The man thought he would like to become a writer, but didn’t think he was well read enough. He ordered some books. Some were from the Amazon best-seller list, others he picked from a forum post: 100 BOOKS TO READ BEFORE YOU DIE. He cherrypicked the shorter books with a page count of less than or around two hundred pages. This, he theorized, was the best way to get through as many books as possible in the shortest amount of time. He picked books from a variety of genres, but none too old.

He would read these books two at a time. He would balance a novel and a book of short stories, or a book of essays. He would read the biographies of great men. When a book was done he would tick it off on his GoodReads profile (which he would set up) and pick up another. He would use various items for bookmarks – receipts, playing cards, dollar bills – but never an actual bookmark. He would go to great pains to never fold a corner or crease a spine. He would line the completed books on a shelf and occasionally make a mental note of how many there were. Previously abandoned books, including a fat Wordworth Classics edition of The Brothers Karamazov sat in a stack on the coffee table.

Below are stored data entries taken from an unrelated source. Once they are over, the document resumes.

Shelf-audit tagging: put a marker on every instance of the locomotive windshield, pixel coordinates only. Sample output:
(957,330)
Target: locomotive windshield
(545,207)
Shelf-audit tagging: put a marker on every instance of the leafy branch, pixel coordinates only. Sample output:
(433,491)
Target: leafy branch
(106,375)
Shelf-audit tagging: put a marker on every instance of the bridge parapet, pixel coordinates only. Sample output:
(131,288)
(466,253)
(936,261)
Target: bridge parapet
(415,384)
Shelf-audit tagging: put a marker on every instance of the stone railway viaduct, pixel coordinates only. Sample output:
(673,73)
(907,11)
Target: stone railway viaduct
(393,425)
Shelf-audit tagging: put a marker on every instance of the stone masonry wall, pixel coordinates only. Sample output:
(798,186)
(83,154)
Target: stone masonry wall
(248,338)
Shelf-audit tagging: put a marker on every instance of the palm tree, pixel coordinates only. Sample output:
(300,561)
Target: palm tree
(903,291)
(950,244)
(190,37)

After a time he would be ready to write, but what to write on? He had a laptop he used in his old job, but the screen was a whopping seventeen inches and when the graphics card was under duress the large fans would produce a steady drone. The laptop was full of messaging apps and games and other distractions. The weight hurt his knees after prolonged use. Not to mention the association with work. He didn’t want writing to be ‘work’. Best to find something smaller, less distracting. Something with no internet and a better battery (for long sessions in the coffee shop). He Googled for the most spartan notepad app, recalling an article he read about George R. R. Martin and how he used a DOS processor for all his work. The man made a mental note to keep a constant supply of backups, versions.

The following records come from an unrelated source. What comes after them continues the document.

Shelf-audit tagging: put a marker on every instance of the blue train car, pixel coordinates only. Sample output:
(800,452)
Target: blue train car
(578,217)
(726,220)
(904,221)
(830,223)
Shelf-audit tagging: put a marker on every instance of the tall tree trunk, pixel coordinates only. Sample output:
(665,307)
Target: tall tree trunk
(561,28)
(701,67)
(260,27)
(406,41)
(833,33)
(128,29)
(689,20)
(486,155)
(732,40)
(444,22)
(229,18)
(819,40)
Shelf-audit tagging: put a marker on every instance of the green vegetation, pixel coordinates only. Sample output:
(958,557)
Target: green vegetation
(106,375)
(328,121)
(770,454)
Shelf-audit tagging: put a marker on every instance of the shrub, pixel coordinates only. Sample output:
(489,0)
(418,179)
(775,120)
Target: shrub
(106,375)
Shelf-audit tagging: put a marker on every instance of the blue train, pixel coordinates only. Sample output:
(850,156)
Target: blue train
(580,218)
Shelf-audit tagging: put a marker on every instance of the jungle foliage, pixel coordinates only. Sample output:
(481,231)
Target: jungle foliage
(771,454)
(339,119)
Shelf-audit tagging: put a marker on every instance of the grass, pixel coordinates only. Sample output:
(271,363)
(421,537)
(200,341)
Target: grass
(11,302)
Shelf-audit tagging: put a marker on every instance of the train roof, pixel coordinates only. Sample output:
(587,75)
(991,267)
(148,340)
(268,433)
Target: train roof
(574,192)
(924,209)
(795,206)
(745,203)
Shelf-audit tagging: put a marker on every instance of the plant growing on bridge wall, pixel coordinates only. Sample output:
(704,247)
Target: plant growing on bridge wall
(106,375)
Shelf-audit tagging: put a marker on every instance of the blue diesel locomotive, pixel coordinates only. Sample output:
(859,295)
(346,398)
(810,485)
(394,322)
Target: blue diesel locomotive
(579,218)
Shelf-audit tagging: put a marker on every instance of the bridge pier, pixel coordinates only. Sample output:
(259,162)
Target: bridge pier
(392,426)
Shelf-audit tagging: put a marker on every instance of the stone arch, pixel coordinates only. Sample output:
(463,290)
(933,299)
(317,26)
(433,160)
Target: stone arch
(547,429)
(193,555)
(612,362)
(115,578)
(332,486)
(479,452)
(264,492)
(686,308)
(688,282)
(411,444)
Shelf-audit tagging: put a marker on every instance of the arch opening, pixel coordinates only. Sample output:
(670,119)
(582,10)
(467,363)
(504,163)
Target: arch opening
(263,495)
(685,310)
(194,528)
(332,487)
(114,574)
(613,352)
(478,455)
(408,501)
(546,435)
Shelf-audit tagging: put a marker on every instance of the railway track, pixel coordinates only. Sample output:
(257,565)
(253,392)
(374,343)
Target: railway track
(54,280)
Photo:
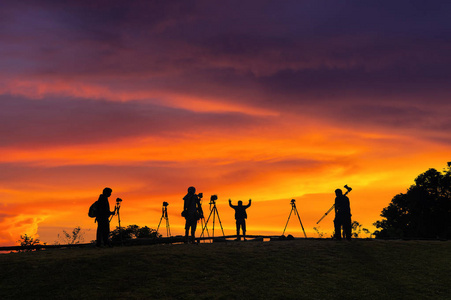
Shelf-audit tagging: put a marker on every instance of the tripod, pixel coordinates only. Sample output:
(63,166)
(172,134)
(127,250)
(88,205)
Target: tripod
(293,208)
(348,189)
(117,209)
(202,221)
(214,212)
(164,215)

Then there was the problem of where to write. He cleared the miscellany of the study into the spare bedroom, armfuls at a time. He rotated the trinkets on the sills and shelves, dusting beneath each in turn. Lint listed lazily in the daylight as the man vigorously vacuum-cleaned right into the corners, sweat shimmering on his red neck. He filled garbage bags until there was no more room in the can outside. He wiped down the old school desk and arranged a lamp, an ipad dock, a coaster with ‘COFFEE IS THE GASOLINE OF LIFE’ recessed across it.

Then the problem of what to write. He bought a moleskin notebook with the intention of writing down minutia and trivia. Observations. He picked one that slipped easily into his jacket pocket, for rapid retrieval. He considered buying a hip-flask for the other pocket; after all, the best writers were also irresponsible drinkers. Maybe he could develop a habit and fast-track himself to Hemmingway status?

Or perhaps he should be more mindful of his intake? Healthy body, healthy mind. He stocked his fridge with vegetables and bought flax and chia seed from a health food store. He made a couple of smoothies but struggled getting the ratios right. Instead, blended apple and kale congealed over a lake of coconut water. He grimaced as he drank, and spent the afternoon sucking kale flecks out of his gums.

His wife comes home at around 5pm and he is already preparing dinner. She asks how his day was and he replies ‘productive’. An hour later, with the plates soaking in the sink, they collapse onto the sofa and watch TV. The show ends, and the great Netflix algorithm recommends another, then another. He dozes to the gentle tones of Bob Ross. As 11pm approaches they proceed up to bed, single file, turning the study light off as they pass.

As he slips into unconsciousness, the man thinks that maybe he would like to become a painter.